I hung up the phone and thought about Johnny’s soup. It always came down to one moment. My father loved my mother for years after she left us. He just couldn’t get over her. And then one Christmas—I was in the fourth grade— I was scheduled to be the Madonna in St. Mary’s Holy Mother Catholic School’s Annual Christmas Pageant. Though the nuns found me a bit on the unruly side, they were taken by my then-angelic face and naturally rosy cheeks.

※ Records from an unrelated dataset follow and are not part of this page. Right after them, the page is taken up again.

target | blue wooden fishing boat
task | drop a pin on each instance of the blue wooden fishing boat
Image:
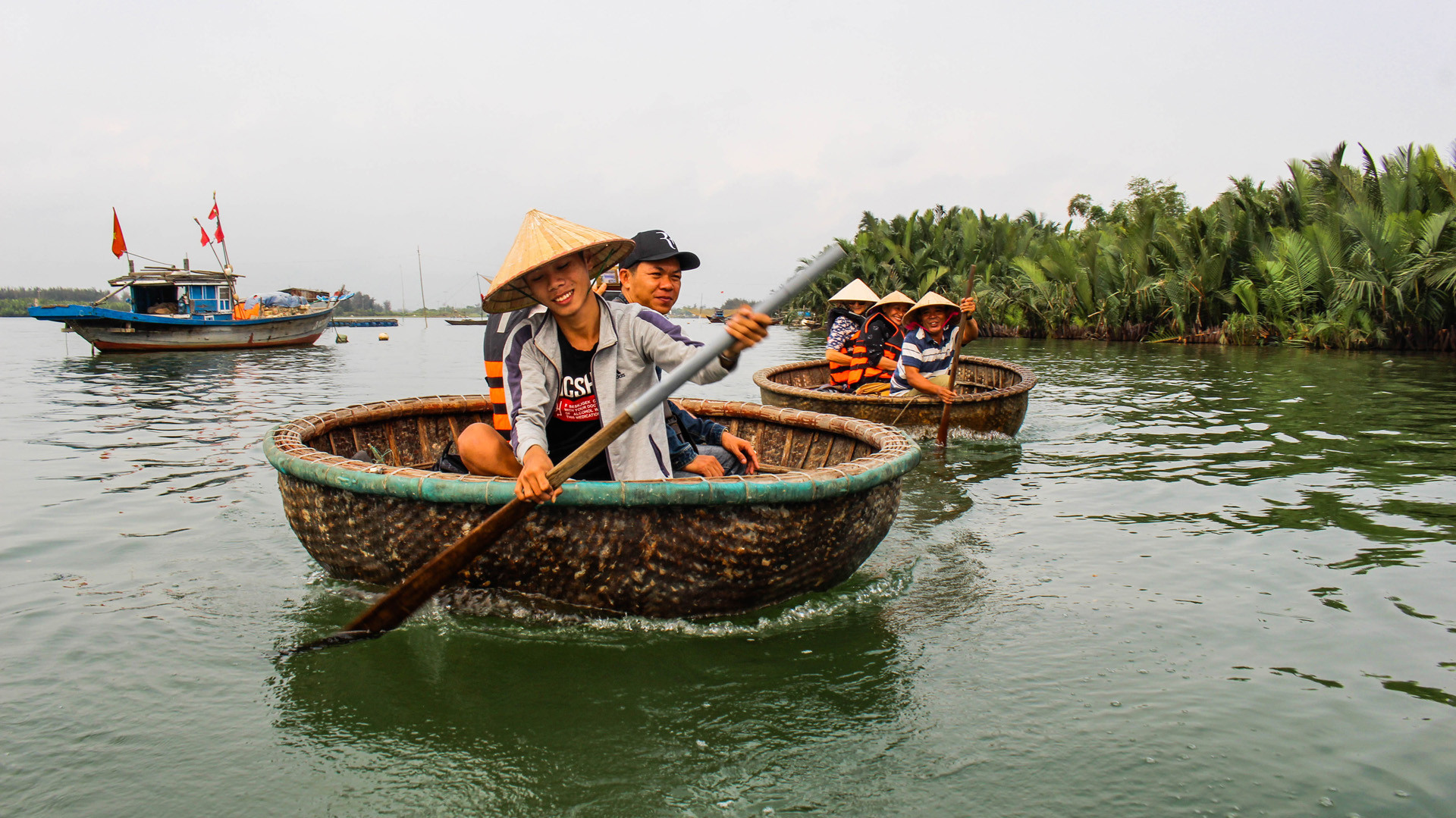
(191, 309)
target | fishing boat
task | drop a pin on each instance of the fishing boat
(993, 396)
(364, 322)
(677, 547)
(191, 309)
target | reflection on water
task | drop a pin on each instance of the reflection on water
(1200, 581)
(487, 715)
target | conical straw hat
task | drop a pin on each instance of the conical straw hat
(897, 297)
(545, 237)
(855, 291)
(932, 300)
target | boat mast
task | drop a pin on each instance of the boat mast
(221, 237)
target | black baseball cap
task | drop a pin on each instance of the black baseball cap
(654, 246)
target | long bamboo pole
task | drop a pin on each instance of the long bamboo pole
(956, 360)
(405, 599)
(421, 262)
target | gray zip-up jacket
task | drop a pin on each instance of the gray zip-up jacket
(632, 344)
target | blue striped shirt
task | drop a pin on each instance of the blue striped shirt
(922, 353)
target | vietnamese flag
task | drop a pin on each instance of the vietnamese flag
(118, 242)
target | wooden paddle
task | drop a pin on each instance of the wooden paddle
(956, 360)
(405, 599)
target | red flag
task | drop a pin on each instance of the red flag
(118, 242)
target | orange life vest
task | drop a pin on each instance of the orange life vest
(861, 370)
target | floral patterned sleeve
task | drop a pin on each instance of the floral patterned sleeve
(839, 334)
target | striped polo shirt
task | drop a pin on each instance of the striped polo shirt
(922, 353)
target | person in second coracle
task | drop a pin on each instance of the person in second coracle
(574, 367)
(653, 275)
(929, 346)
(874, 351)
(845, 319)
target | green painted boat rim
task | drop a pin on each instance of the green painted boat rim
(289, 454)
(764, 381)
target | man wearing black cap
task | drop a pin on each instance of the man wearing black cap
(653, 275)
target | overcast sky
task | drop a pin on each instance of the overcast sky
(343, 136)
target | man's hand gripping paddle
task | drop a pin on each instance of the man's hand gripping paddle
(405, 599)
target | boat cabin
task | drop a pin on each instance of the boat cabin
(172, 291)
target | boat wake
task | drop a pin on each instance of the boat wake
(529, 618)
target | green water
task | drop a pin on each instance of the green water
(1201, 581)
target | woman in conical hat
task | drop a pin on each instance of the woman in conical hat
(579, 363)
(929, 345)
(874, 349)
(846, 318)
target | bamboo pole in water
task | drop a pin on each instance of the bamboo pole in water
(419, 261)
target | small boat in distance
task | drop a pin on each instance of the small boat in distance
(992, 396)
(193, 309)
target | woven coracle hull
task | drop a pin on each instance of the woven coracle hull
(685, 547)
(993, 396)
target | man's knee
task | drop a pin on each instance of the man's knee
(485, 452)
(730, 462)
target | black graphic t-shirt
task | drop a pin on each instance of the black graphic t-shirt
(577, 415)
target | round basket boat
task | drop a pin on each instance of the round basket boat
(993, 396)
(679, 547)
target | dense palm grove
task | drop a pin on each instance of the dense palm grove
(1337, 255)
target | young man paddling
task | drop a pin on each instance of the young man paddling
(582, 363)
(653, 277)
(929, 346)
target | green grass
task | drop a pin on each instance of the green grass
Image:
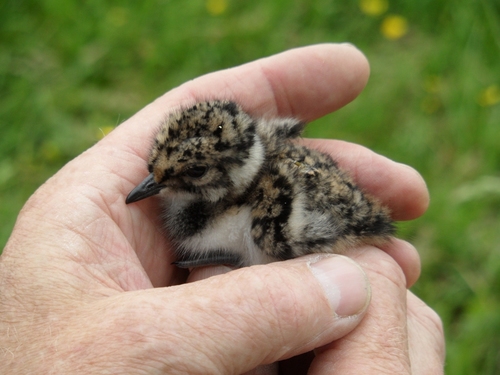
(69, 69)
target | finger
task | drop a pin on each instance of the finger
(237, 321)
(426, 338)
(305, 83)
(407, 257)
(398, 186)
(380, 343)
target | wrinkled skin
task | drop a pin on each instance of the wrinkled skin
(87, 285)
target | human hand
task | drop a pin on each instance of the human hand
(78, 272)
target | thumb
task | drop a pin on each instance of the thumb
(234, 322)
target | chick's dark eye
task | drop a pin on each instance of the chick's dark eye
(196, 171)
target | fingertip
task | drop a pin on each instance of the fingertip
(407, 257)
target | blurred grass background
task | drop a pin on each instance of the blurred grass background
(70, 71)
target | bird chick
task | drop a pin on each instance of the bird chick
(239, 191)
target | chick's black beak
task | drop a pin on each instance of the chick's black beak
(146, 188)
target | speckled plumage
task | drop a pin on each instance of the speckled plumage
(239, 191)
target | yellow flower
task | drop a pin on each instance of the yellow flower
(489, 96)
(430, 104)
(216, 7)
(394, 27)
(104, 131)
(373, 7)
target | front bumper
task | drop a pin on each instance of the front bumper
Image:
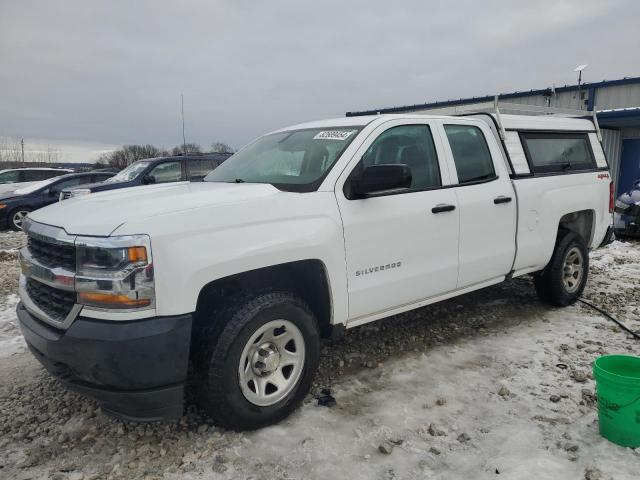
(136, 370)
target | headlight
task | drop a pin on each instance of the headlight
(78, 192)
(115, 272)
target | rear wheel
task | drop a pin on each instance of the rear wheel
(17, 216)
(257, 360)
(562, 281)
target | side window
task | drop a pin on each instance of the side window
(100, 177)
(10, 176)
(44, 174)
(470, 153)
(557, 152)
(411, 145)
(72, 182)
(200, 167)
(167, 172)
(29, 176)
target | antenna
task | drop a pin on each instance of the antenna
(579, 69)
(184, 141)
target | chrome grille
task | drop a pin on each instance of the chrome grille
(54, 302)
(53, 255)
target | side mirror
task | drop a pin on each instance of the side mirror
(377, 179)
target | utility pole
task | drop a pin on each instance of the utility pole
(184, 141)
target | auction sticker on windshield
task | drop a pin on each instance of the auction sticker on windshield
(333, 135)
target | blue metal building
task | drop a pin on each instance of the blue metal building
(617, 103)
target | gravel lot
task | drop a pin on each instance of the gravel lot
(468, 388)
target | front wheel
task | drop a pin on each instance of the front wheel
(562, 281)
(16, 218)
(259, 366)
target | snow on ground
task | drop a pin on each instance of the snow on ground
(487, 400)
(11, 341)
(492, 383)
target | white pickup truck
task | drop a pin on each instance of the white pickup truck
(231, 283)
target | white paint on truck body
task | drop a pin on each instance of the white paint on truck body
(382, 255)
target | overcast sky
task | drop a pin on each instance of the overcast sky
(86, 75)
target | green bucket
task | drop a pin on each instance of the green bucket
(618, 386)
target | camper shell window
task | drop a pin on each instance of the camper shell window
(550, 152)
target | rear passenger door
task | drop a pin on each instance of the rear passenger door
(167, 172)
(486, 201)
(401, 246)
(198, 168)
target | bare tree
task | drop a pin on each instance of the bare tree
(221, 147)
(128, 154)
(11, 152)
(186, 149)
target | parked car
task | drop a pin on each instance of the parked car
(15, 178)
(155, 170)
(15, 206)
(626, 217)
(304, 232)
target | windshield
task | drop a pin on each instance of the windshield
(295, 160)
(9, 177)
(35, 186)
(129, 173)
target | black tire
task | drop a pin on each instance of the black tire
(550, 283)
(220, 349)
(12, 213)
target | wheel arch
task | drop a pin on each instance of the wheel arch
(306, 278)
(581, 222)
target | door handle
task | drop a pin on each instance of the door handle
(501, 199)
(442, 208)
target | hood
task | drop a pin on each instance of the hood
(99, 186)
(8, 196)
(10, 187)
(101, 213)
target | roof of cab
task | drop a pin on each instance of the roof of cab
(509, 122)
(37, 168)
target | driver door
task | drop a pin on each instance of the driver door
(401, 246)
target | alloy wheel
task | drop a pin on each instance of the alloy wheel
(271, 362)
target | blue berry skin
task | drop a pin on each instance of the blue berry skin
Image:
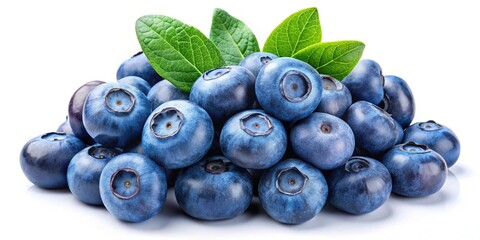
(65, 127)
(223, 92)
(365, 82)
(75, 111)
(253, 139)
(132, 187)
(255, 61)
(83, 174)
(177, 134)
(45, 158)
(288, 89)
(114, 114)
(163, 92)
(336, 97)
(323, 140)
(138, 65)
(416, 170)
(137, 82)
(214, 189)
(292, 191)
(400, 133)
(375, 131)
(362, 185)
(438, 137)
(398, 100)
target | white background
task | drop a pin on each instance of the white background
(49, 48)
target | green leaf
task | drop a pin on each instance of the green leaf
(232, 37)
(336, 59)
(178, 52)
(297, 32)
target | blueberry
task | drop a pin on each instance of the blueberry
(438, 137)
(177, 134)
(375, 131)
(360, 186)
(292, 191)
(214, 189)
(253, 139)
(365, 82)
(163, 92)
(400, 133)
(137, 82)
(416, 170)
(223, 92)
(83, 174)
(65, 127)
(398, 100)
(336, 98)
(323, 140)
(138, 65)
(288, 89)
(75, 110)
(114, 114)
(45, 158)
(132, 187)
(255, 61)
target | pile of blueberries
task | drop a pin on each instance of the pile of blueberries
(271, 127)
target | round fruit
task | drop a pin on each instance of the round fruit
(292, 191)
(223, 92)
(177, 134)
(83, 174)
(132, 187)
(360, 186)
(253, 139)
(214, 189)
(44, 159)
(438, 137)
(416, 170)
(323, 140)
(114, 114)
(288, 89)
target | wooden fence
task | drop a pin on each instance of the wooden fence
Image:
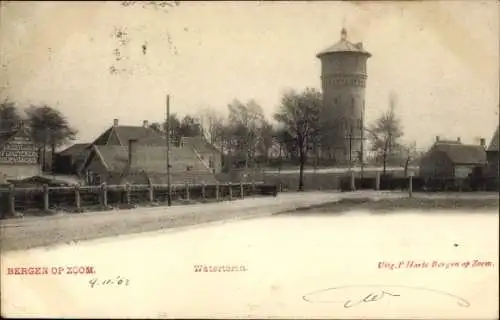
(80, 198)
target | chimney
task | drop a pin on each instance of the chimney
(132, 153)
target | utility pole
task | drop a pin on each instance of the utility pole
(350, 147)
(167, 133)
(362, 154)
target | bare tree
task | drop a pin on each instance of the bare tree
(385, 133)
(299, 115)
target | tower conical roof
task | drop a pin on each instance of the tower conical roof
(344, 45)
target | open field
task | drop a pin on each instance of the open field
(274, 262)
(29, 232)
(399, 205)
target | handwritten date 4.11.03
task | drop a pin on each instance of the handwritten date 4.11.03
(110, 282)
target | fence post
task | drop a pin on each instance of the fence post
(377, 181)
(127, 193)
(410, 186)
(217, 191)
(12, 200)
(151, 195)
(78, 201)
(45, 197)
(104, 195)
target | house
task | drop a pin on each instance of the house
(70, 159)
(453, 160)
(19, 156)
(119, 135)
(141, 164)
(492, 156)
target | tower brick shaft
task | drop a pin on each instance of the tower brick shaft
(343, 78)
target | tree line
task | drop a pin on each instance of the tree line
(245, 137)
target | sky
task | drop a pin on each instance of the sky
(439, 58)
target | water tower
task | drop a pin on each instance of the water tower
(343, 78)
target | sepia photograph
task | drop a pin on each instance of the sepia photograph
(249, 159)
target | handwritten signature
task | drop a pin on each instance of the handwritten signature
(118, 281)
(375, 293)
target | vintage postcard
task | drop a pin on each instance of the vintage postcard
(260, 159)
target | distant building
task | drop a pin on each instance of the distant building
(452, 159)
(119, 135)
(141, 164)
(19, 156)
(343, 79)
(70, 159)
(492, 155)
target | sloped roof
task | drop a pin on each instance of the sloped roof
(143, 136)
(461, 153)
(494, 141)
(152, 159)
(344, 45)
(75, 149)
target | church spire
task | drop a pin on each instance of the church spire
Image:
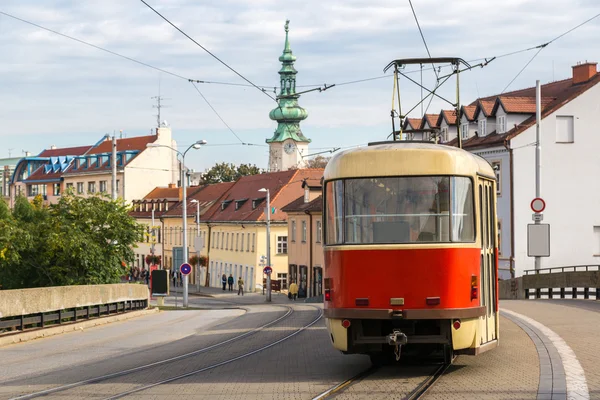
(289, 114)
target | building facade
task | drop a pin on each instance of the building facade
(305, 233)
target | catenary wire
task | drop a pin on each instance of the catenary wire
(205, 49)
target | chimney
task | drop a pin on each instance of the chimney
(583, 72)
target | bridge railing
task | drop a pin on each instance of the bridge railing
(572, 268)
(38, 308)
(569, 282)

Dressed in a white robe, I carried the baby brother of Margaret Foley to the manger, while Billy Collins played Joseph, even though he was shorter than I was. Seated on a bale of hay in the manger set up on stage, my father said he cried at how beautiful I was. Cameras snapped. Parents
oohed and ahhed. My father looked around for my mother. She had pulled a no-show. Later she called and told him her dinner date had insisted they go for cocktails first. But it didn’t matter what she said. She could have been in an ambulance with her legs amputated below the knees by a freak taxicab accident. In that one moment, as I played the mother of God, my father stopped loving my mother.

It was his soup.

“Soup,” I said aloud to José. He looked at me, and his ears perked up. Finally, I picked up the telephone and dialed information.

“British Airways, please.”

My palms felt clammy. But the gnawing feeling in my gut was giving way to butterflies. I had to know if Michael and I could be together or if we had already experienced our soup moment.

“I’d like information on flights to London from Miami.”